Press Release – Joint Press Release
Maori and conservation voices say the outcome of the local body elections shows a landslide of votes against Wayne Brown and his support for mineral exploration and toxic mining, with more changes needed to stop public money being used to promote …Landslide Election Result against Toxic Mining
Kerikeri, 18 October, 2013 – Maori and conservation voices say the outcome of the local body elections shows a landslide of votes against Wayne Brown and his support for mineral exploration and toxic mining, with more changes needed to stop public money being used to promote the region as a mining destination.
“The landslide defeat of Wayne Brown as Far North district Mayor can partly be viewed as a protest vote against his personal toxic mining aspirations for the region,” said Bryce Smith, for Te Wakameninga o nga hapū Ngapuhi. “The outcome should send a very clear message to the Government and corporations interested in toxic mining and deep sea oil drilling: You’re not welcome. This is not the future we want and we won’t have it forced on us”.
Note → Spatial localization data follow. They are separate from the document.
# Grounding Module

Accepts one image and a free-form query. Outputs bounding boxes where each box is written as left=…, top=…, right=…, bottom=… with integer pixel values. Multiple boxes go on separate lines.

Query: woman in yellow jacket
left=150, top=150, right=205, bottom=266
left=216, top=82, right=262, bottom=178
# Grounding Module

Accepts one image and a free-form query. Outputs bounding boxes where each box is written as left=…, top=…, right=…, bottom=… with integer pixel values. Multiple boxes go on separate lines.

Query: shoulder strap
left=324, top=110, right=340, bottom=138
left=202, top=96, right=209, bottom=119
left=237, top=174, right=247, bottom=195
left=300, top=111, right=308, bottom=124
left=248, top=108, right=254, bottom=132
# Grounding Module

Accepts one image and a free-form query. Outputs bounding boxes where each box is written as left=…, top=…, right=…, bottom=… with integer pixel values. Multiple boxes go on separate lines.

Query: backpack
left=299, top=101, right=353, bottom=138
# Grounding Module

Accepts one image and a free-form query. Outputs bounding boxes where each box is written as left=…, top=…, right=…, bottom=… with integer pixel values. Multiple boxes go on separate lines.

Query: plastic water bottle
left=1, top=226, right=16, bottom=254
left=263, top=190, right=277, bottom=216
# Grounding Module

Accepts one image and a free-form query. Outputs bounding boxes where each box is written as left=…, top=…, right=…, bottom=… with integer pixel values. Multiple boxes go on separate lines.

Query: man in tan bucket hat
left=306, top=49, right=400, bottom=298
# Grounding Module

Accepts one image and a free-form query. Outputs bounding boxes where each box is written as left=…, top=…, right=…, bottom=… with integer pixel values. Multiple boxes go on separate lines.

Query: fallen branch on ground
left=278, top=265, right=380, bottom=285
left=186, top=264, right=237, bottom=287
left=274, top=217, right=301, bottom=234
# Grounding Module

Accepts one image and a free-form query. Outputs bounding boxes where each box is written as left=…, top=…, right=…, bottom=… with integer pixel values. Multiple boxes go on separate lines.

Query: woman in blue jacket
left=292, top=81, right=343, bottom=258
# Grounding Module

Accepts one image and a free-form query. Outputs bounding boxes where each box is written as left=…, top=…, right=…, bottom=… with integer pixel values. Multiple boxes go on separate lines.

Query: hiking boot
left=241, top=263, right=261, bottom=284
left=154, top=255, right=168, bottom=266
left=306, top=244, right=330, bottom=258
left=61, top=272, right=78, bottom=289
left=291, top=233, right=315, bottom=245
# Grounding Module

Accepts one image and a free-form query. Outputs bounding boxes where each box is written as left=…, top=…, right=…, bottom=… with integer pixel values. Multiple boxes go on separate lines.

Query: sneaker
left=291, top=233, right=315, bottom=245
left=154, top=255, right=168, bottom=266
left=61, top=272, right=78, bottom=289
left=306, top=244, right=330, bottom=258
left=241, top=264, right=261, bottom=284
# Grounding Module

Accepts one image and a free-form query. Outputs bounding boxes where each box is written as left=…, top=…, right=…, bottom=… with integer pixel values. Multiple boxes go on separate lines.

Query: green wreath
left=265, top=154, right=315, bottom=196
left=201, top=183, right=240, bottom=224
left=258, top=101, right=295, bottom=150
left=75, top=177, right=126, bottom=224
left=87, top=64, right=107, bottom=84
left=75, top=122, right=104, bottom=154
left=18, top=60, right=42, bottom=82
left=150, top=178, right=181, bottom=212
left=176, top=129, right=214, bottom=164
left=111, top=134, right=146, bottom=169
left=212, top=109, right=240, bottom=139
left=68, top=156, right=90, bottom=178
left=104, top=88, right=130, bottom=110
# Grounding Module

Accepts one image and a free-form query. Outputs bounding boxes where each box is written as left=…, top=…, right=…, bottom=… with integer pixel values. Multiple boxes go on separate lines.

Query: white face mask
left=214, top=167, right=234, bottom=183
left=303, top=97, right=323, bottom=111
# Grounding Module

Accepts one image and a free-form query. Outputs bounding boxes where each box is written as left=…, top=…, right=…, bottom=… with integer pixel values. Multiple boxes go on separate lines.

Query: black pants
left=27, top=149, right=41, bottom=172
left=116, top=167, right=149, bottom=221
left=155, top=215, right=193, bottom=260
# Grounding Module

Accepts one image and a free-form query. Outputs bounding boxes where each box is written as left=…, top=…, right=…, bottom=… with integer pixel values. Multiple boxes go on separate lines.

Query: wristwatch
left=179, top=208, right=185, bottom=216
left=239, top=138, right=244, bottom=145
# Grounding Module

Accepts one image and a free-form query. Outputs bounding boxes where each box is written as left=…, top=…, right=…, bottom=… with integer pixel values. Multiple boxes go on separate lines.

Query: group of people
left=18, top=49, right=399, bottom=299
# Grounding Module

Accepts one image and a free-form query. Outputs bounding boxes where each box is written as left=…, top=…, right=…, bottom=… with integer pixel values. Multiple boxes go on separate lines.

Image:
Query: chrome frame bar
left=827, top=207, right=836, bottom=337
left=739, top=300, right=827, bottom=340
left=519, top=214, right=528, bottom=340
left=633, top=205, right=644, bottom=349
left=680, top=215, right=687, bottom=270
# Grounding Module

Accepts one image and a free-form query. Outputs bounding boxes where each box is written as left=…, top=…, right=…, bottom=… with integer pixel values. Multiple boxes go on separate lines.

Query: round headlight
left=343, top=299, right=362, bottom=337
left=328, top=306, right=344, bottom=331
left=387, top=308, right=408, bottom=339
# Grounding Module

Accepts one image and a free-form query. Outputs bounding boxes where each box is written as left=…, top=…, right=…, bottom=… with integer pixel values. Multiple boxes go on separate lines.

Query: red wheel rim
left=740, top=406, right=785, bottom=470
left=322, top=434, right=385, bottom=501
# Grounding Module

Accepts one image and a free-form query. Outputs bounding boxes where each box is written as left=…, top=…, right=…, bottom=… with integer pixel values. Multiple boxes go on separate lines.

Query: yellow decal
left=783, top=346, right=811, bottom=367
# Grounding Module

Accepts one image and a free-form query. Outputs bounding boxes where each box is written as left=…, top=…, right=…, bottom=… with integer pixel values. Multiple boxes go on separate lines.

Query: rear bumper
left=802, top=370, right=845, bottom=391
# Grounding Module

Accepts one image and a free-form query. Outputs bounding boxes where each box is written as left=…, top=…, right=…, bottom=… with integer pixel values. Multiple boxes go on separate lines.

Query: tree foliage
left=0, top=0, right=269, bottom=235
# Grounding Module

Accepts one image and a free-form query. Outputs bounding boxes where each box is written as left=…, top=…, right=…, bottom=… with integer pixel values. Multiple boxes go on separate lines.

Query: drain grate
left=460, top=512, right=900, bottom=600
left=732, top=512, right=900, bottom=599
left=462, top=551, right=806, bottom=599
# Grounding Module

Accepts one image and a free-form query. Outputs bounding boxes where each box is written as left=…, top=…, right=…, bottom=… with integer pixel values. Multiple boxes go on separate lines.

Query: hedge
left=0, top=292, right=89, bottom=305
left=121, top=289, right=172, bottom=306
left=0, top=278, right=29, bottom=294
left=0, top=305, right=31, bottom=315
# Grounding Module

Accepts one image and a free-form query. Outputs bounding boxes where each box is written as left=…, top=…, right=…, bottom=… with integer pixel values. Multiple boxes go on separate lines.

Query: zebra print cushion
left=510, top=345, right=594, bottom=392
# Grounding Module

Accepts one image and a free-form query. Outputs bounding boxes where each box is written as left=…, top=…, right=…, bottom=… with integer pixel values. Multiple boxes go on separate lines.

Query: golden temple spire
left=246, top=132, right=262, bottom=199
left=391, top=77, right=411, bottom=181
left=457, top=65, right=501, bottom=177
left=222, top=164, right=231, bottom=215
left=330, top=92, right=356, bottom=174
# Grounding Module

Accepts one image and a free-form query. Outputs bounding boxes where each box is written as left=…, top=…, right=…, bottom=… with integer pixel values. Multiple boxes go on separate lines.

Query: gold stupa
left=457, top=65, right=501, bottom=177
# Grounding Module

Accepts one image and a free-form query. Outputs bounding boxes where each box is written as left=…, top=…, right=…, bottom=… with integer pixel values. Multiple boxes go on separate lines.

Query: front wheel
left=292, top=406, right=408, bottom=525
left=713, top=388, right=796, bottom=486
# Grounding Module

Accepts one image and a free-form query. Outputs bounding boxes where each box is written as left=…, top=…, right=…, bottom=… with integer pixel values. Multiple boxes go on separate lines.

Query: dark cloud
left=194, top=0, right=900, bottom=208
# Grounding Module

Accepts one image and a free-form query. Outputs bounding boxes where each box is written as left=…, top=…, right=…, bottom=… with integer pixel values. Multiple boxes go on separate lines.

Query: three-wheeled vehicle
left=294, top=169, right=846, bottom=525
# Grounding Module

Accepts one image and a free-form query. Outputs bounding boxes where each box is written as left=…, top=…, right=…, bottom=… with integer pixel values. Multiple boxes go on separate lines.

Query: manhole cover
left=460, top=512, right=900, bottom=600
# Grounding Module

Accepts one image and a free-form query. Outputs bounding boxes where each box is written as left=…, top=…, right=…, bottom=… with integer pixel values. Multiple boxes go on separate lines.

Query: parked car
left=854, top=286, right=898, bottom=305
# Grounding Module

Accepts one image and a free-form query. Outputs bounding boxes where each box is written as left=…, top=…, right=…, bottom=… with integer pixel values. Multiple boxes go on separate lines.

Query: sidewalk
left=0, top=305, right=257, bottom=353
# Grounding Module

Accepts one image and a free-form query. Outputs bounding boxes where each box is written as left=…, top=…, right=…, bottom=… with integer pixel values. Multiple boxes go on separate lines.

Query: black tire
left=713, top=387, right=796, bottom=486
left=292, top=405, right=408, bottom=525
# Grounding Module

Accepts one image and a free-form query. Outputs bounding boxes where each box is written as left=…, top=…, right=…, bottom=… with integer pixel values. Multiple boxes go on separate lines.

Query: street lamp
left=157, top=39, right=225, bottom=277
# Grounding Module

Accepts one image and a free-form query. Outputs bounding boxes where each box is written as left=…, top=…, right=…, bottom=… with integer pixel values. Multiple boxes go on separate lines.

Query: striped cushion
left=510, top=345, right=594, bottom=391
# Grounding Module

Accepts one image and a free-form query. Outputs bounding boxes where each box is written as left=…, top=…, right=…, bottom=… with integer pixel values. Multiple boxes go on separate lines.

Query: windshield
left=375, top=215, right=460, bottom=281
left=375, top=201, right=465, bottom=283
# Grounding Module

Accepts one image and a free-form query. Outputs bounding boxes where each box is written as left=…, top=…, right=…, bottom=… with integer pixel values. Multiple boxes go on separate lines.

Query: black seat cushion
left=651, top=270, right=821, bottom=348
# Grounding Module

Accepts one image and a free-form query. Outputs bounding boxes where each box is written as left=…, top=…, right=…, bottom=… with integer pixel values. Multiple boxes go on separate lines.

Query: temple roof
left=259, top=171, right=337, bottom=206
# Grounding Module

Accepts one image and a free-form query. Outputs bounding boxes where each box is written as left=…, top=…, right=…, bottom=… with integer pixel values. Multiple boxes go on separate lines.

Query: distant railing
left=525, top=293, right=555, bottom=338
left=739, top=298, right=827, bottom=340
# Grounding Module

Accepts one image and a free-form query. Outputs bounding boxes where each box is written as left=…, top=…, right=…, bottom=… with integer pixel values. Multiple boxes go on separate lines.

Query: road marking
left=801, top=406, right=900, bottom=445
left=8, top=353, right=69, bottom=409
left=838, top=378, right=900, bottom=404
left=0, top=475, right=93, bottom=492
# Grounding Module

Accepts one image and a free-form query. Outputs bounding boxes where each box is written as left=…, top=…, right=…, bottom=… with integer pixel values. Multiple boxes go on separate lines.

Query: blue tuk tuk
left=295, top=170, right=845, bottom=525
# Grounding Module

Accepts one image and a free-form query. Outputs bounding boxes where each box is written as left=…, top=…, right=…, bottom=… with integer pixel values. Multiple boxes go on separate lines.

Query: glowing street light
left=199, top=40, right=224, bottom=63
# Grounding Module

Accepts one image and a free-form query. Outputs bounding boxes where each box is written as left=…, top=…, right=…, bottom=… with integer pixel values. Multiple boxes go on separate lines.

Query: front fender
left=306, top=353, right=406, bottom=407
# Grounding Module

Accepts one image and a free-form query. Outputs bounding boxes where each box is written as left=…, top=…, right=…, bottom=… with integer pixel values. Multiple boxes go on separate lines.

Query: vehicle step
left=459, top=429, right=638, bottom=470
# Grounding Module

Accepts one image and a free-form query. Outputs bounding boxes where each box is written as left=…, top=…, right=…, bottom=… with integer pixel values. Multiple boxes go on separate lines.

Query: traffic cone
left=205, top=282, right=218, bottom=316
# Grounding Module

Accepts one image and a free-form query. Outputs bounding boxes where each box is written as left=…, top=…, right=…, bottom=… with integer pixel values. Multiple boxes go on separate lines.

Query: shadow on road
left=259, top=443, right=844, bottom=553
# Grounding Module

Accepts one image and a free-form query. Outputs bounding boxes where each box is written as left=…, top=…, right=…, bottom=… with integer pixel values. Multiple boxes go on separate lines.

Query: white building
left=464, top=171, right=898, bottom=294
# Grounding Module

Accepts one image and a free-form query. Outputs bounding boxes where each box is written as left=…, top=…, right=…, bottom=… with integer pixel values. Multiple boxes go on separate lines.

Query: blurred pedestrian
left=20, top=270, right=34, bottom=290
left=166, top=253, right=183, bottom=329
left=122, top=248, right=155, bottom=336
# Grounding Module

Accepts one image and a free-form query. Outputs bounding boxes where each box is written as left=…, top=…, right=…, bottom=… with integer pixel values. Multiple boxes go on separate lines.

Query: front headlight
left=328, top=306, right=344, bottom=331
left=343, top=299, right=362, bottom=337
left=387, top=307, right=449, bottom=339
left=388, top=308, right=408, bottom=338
“It’s appropriate now for the Northland Regional Council to disestablish the Explore Northland Minerals Group, an arm of Northland Inc”, says Forest and Bird Far North branch Chairperson Dean Baigent-Mercer. “Wayne Brown has been Chair of this group which has been used as a publicly funded platform to promote mining. The public money spent in Wayne Brown’s roles to promote mining has been deeply unpopular and controversial”.
Wayne Brown’s public roles saw him paid as Far North Mayor, as Chair of the Explore Northland Minerals Group of Northland Inc and for two trips to mining world tradeshows in Canada to promote mining in Northland.
Wayne Brown’s personal business interests saw a new mineral exploration company, Tai Tokerau Minerals Ltd, created and then granted two mineral exploration permits in the Whangaroa catchment in June. But during the recent election campaign two more areas in Whangaroa were revealed to have been applied for. The Whangaroa catchment contains 15-20% of gold deposits in Northland. However to extract this would create toxic waste that would need to be contained in a flood prone area. Conservatively 18 tonnes of toxic waste is created to make one gold ring. (Conversion of US 20 short tons to metric = 18.14 tonnes.)
“We have a big challenge ahead to clean up the waterways of the north without adding the possibility toxic waste into the mix”, said Bryce Smith.” If mining companies are interested in Northland, they can pay for all their work themselves. We need to protect what’s most important to us. We need to build on Northland’s advantage of being GE-free and also be proudly deep sea oil free and toxic mining free too”.
In late 2011, an aerial magnetic survey for minerals costing $2 million of public money was carried out over nearly all land, private, public and land under Treaty claim between Wellsford and Cape Reinga. Landowners did not consent to this mineral exploration and the information was used to market Northland as a mining destination to corporations overseas.